少年の頃は考古学の道に進みたくて、家業を継ぐのが嫌でたまらなかったと振り返る。
「嫌だったけど、考古学をやりたくても焼き物やらなあかんという宿命みたいなのが自分の中にありましたね。結局、大学で陶芸を勉強し、卒業してから家に入るんですけど、そのうちにだんだんと仕事が面白くなりだしたんです。」
叶さんが面白みを見出したのは、「伝承と伝統は違う」ということに気づいたことが大きい。

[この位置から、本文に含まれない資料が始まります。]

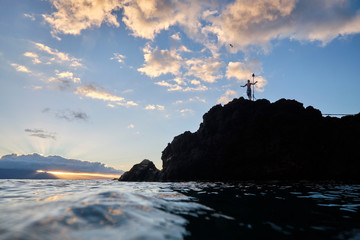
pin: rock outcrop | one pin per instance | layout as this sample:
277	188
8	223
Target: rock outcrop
144	171
246	140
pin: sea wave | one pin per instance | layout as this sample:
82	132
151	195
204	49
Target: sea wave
91	209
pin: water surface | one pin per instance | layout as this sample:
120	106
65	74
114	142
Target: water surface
94	209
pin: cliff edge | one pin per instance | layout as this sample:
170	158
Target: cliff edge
246	140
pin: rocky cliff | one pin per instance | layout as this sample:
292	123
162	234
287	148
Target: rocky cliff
246	140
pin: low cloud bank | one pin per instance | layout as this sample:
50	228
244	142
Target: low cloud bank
34	162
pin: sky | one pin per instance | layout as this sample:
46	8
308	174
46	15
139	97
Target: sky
114	81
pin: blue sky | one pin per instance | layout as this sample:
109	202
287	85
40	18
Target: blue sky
114	81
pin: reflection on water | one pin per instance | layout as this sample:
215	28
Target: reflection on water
98	209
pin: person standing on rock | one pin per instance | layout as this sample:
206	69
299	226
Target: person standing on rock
248	90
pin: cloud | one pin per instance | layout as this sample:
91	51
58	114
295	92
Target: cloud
197	99
94	92
30	16
60	84
204	69
41	133
53	163
146	18
72	115
155	107
242	72
159	62
186	111
227	97
245	23
20	68
91	91
34	56
238	70
67	75
73	16
118	57
176	36
67	114
58	56
178	87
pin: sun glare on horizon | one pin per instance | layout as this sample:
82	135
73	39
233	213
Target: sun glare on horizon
80	175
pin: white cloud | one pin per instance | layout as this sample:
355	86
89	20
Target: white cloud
146	18
52	163
186	111
34	56
195	82
67	75
242	72
127	104
118	57
176	36
58	56
159	62
73	16
178	87
238	70
40	133
155	107
92	91
204	69
245	23
227	97
30	16
20	68
197	99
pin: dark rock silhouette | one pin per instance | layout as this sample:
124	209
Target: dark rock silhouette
246	140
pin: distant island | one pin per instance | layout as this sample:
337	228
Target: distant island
258	140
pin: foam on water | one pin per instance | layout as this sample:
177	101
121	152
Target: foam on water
90	209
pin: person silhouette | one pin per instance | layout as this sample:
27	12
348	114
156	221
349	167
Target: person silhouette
248	90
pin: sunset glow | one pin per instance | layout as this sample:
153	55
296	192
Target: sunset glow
80	175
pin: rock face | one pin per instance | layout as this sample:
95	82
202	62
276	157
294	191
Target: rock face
246	140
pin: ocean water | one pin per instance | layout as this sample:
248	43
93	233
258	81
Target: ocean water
105	209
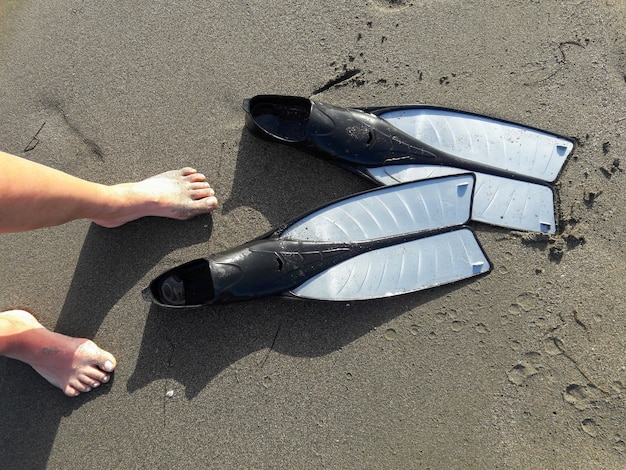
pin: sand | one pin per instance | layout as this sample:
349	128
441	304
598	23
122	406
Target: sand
523	368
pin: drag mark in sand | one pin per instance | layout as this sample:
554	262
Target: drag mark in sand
344	77
91	145
34	141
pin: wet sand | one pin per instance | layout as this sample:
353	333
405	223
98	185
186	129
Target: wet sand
523	368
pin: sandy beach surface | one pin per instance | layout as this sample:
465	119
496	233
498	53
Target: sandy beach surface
522	368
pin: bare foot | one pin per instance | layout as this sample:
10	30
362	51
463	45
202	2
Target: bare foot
177	194
74	365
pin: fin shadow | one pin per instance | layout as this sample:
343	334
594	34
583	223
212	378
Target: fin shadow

「京焼を勉強してみると、名前を残している陶工達は、古いことばかりをやっているわけではなく、新しいその人たちなりの創作を加えていることがわかる。ただ写すだけの“伝承”ではなく、時代と共に変化してきたことが“伝統”としてつながっていく。それが分かってくると、自分の創作と家の伝統的な仕事を結びつけることが面白くなってきたんです。」
叶さんなりの創作と伝統の融合。それを確固たるものにさせるには、まず技術を磨くこと。仕事を終えてから、工房とは別の場所で、練習する毎日が続いたという。
「自分の考えたものを作るためには、最低限の技術が必要。さらに、自分の作りたいものを作るためには、新しい技術の開発も必要です。それらは、基礎を積み重ねつづけて、できるもんやと思います。」
叶さんは、叶松谷として、また叶道夫として日展出品などの創作活動にも携わっている。創作の上で大切なのは、人と違う目線でものを見、考えること。

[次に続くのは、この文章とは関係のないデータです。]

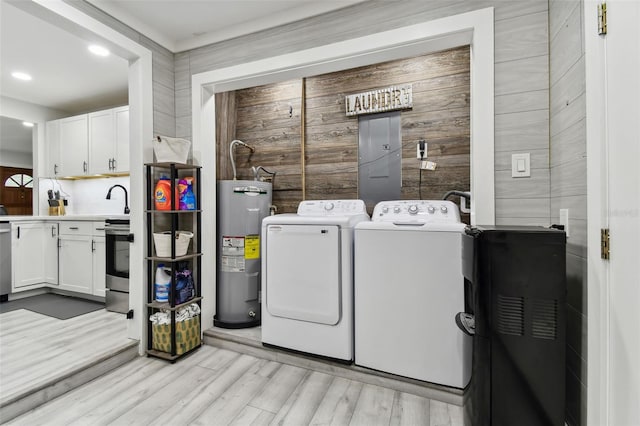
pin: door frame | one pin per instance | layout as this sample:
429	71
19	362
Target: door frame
68	18
604	211
475	28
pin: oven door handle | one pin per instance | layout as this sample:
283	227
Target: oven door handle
119	232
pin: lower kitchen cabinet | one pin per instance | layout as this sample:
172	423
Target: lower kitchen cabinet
99	263
27	254
83	257
51	253
76	263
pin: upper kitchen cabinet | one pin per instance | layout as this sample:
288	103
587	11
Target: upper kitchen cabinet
109	141
89	144
74	146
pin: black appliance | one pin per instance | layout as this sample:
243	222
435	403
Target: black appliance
117	238
515	290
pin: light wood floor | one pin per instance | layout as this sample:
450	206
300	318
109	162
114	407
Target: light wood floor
36	349
218	387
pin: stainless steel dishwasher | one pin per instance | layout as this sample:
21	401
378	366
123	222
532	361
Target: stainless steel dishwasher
5	261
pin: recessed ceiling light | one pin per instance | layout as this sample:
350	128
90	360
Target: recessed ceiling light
98	50
21	75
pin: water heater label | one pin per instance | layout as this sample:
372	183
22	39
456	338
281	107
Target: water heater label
232	258
252	247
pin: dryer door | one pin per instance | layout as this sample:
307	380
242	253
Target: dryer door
303	272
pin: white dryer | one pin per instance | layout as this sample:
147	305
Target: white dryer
307	278
408	288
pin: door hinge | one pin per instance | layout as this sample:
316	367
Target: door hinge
604	244
602	19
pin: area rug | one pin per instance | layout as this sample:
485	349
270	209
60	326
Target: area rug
53	305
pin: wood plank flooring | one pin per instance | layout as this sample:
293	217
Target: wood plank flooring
36	349
216	386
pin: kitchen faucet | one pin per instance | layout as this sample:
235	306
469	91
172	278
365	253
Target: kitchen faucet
126	201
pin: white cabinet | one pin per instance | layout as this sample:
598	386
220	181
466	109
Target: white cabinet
27	254
94	143
74	146
76	273
109	141
82	257
51	253
52	148
99	259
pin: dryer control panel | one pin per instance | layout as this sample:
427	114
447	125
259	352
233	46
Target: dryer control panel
331	208
416	211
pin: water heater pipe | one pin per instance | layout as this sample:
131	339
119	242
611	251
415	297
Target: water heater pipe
232	153
302	143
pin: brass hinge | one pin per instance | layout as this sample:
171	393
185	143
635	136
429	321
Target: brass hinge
604	244
602	19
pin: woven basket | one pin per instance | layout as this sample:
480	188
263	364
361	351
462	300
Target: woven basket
162	242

作品のテーマ探しによくスケッチに行くが、叶さんは、早朝や深夜など、ずらした時間帯を選ぶ。
「今ここにあるものを見る場合に、みんなが同じときに見ると同じようにしか見えないし、同じようにしか書けない。他の人と違う角度で見ようと思えば、朝早くとか夜遅くとか時間をずらす。そうすると、まったく違った光景に出会うことがある。日が昇る瞬間の海だったり、日が差し込んで光り輝く苔だったり、驚くほど新鮮な風景を見つけることができるんです。」
“違った目線”は食器にも新しい風を吹き込む。絵柄の模様がつながる食器のセットでは、単なる食べる物を入れるための食器ではなく、パーティーなどの賑わいに花を添える。
「日本人ってパーティーとか苦手で、話のきっかけをなかなかつかめないでしょ。そんな時、隣の人が持っている器と自分の器と模様がつながるのを見つけたとしたら、“おたくとこんな風につながりますよね”なんて話しかけて、話が弾むきっかけになるのではないかと考えたんです。」
シチュエーションが時代と共に変化するのであれば、焼き物も変化する。発想次第で、焼き物の可能性は膨らんでいく。

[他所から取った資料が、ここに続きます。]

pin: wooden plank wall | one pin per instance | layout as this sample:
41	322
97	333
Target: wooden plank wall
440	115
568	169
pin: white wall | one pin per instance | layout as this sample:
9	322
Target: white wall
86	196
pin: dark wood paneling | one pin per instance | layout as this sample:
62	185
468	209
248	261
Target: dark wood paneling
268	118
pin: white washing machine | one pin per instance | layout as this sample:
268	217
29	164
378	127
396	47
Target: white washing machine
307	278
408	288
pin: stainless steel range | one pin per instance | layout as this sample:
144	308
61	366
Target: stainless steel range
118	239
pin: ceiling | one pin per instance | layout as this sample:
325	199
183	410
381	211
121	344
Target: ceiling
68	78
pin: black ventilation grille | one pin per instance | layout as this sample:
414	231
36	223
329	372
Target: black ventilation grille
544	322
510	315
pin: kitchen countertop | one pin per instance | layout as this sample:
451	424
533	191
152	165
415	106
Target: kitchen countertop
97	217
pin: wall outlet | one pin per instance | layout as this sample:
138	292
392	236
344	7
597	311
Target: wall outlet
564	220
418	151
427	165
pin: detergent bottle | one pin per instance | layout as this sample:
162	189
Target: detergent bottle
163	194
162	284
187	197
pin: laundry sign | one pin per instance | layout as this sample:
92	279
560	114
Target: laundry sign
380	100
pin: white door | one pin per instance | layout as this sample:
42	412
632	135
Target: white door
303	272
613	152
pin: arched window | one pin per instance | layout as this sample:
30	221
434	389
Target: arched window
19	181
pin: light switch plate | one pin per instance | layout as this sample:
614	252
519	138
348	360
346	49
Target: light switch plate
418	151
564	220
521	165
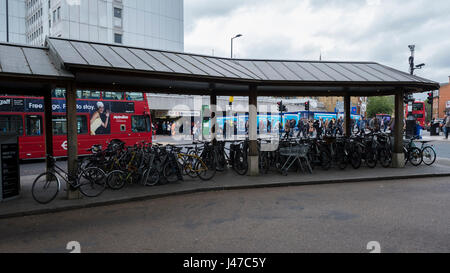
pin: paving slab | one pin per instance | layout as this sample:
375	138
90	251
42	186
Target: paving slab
227	180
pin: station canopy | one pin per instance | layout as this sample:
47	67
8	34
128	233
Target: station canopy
97	65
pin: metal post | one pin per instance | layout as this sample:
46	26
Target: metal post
72	137
48	124
253	132
347	103
398	159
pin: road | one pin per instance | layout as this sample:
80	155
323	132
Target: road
403	216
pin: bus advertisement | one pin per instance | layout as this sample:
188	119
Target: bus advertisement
419	112
101	118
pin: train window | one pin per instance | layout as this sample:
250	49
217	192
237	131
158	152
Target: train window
34	125
113	95
138	96
88	94
60	125
59	93
140	124
11	124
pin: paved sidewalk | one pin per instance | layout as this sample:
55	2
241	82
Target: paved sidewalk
228	180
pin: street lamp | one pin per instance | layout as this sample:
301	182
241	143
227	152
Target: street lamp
237	36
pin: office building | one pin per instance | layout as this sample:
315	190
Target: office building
154	24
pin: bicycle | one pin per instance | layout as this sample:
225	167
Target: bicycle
90	182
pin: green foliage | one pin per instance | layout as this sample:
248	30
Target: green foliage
380	105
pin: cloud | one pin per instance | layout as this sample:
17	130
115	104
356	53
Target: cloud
351	30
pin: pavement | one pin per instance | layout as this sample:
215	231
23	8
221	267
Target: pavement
228	180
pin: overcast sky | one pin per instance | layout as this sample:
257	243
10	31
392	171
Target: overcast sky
349	30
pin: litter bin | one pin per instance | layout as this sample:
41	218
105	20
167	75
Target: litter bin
9	167
435	129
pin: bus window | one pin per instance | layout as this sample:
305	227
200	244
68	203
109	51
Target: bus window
59	93
137	96
113	95
88	94
82	125
11	124
139	124
34	125
60	125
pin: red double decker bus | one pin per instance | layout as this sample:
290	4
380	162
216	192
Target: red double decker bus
419	112
102	117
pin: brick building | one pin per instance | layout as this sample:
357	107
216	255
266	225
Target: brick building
441	103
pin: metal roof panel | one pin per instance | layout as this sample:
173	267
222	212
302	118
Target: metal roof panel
66	52
131	58
207	69
285	71
302	73
185	64
89	54
111	57
168	62
317	73
251	67
39	62
268	71
149	60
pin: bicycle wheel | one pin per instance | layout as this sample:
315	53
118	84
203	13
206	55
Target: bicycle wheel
92	182
371	159
415	156
206	170
116	179
355	160
45	188
240	164
385	158
151	177
429	156
325	160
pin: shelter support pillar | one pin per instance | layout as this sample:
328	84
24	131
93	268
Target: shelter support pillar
347	106
72	138
213	109
398	157
48	124
253	155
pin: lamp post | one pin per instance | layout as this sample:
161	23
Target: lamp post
411	120
237	36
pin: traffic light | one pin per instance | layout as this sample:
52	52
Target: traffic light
430	98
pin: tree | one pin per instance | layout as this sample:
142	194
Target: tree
380	105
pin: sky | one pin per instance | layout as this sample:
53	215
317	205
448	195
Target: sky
338	30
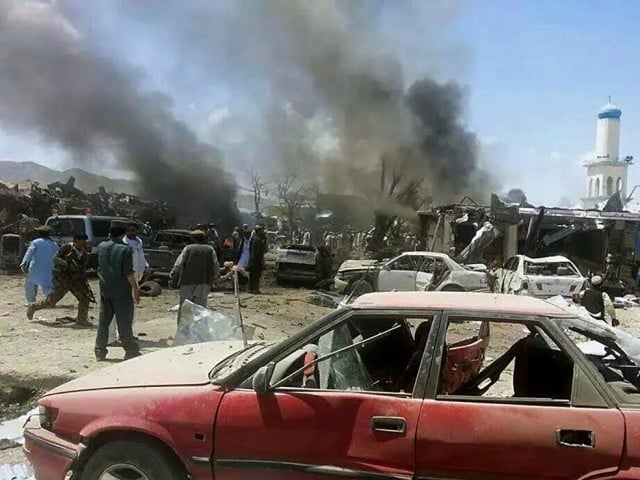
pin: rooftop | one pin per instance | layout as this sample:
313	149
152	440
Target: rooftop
610	111
478	302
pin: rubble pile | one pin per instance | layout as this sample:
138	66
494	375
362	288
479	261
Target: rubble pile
64	198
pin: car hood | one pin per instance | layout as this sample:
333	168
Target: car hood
185	365
357	265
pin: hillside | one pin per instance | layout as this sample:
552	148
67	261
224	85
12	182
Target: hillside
11	171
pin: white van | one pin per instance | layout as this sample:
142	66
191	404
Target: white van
64	227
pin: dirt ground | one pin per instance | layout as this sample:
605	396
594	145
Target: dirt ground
41	354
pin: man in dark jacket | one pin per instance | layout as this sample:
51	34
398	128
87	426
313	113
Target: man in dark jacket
69	275
256	258
118	292
195	270
597	302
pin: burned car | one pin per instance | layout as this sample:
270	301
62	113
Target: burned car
409	271
302	263
540	277
394	385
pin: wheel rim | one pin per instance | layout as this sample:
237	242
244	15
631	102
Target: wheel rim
122	471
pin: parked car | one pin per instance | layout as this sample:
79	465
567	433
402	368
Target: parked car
64	227
407	272
395	385
540	277
302	263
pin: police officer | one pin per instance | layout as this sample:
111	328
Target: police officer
69	275
118	291
598	302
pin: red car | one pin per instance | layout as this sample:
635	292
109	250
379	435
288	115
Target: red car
395	386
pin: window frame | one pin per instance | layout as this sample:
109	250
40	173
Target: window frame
423	369
546	325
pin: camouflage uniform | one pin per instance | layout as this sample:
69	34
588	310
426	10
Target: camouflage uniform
69	275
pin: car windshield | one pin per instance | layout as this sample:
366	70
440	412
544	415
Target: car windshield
614	353
237	360
560	269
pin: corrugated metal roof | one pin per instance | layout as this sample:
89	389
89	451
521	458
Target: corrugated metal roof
16	472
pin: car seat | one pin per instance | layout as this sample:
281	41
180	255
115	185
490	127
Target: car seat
407	379
541	372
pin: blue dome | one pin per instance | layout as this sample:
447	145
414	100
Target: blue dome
610	111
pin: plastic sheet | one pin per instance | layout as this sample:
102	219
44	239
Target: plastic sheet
198	324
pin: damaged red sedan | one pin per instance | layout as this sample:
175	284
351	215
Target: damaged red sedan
394	386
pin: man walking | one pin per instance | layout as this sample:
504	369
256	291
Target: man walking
195	270
256	258
597	302
37	263
69	275
118	291
140	264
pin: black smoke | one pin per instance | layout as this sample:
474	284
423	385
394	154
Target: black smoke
52	84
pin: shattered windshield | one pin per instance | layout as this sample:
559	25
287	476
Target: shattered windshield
614	353
560	269
238	359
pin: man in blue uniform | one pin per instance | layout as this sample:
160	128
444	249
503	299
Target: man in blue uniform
38	264
118	291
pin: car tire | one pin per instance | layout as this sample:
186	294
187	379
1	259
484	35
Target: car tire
358	287
150	289
134	461
452	288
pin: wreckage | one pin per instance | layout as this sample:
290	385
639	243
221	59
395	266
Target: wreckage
64	198
606	241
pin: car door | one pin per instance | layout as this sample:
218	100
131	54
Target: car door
545	418
341	429
398	274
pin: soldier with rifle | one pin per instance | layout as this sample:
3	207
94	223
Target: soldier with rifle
69	275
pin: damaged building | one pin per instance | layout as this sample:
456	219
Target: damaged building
602	241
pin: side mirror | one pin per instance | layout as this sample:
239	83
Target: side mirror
262	378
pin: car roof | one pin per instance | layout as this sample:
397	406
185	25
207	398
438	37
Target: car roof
431	254
95	217
469	301
553	259
175	230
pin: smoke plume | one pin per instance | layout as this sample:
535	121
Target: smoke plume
328	55
53	84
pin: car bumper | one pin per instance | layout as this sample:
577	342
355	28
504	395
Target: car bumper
340	285
51	457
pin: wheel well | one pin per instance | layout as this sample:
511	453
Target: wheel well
102	438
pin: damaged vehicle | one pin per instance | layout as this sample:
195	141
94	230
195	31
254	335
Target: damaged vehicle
539	277
396	385
302	263
410	271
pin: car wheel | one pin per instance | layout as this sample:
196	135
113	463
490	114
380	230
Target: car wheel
452	288
359	287
129	460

「食器は決められた形ですけど、その中でどういう風に展開していくか。限られた空間であってもいろんな形に構成できると思います。そうやって、考えていくことが面白いんですね。」
時代に即した器を展開していくとき、「盛りつけやすい・運びやすい・洗いやすい・しまいやすい・割れにくい・飽きがこない・美しい」を念頭においています。現代の食器棚に合わないサイズで器を作ってしまえば、使えるものではなくなります。使うための食器である限り、美しいはあくまで最後。そうすることで、逆に美しさに磨きがかかることがあるんです。
器のこれからは、洋の中に積極的に和が入っていくことだと思っています。今までのような「洋を取り入れた和」ではなく、「和を取り入れた洋」として、和を発散する立場に持っていく。同じようなことかもしれませんが、考え方が違うだけで、かなり印象が違ってくる。器の世界でも、常に考え方が大事だと思いますね。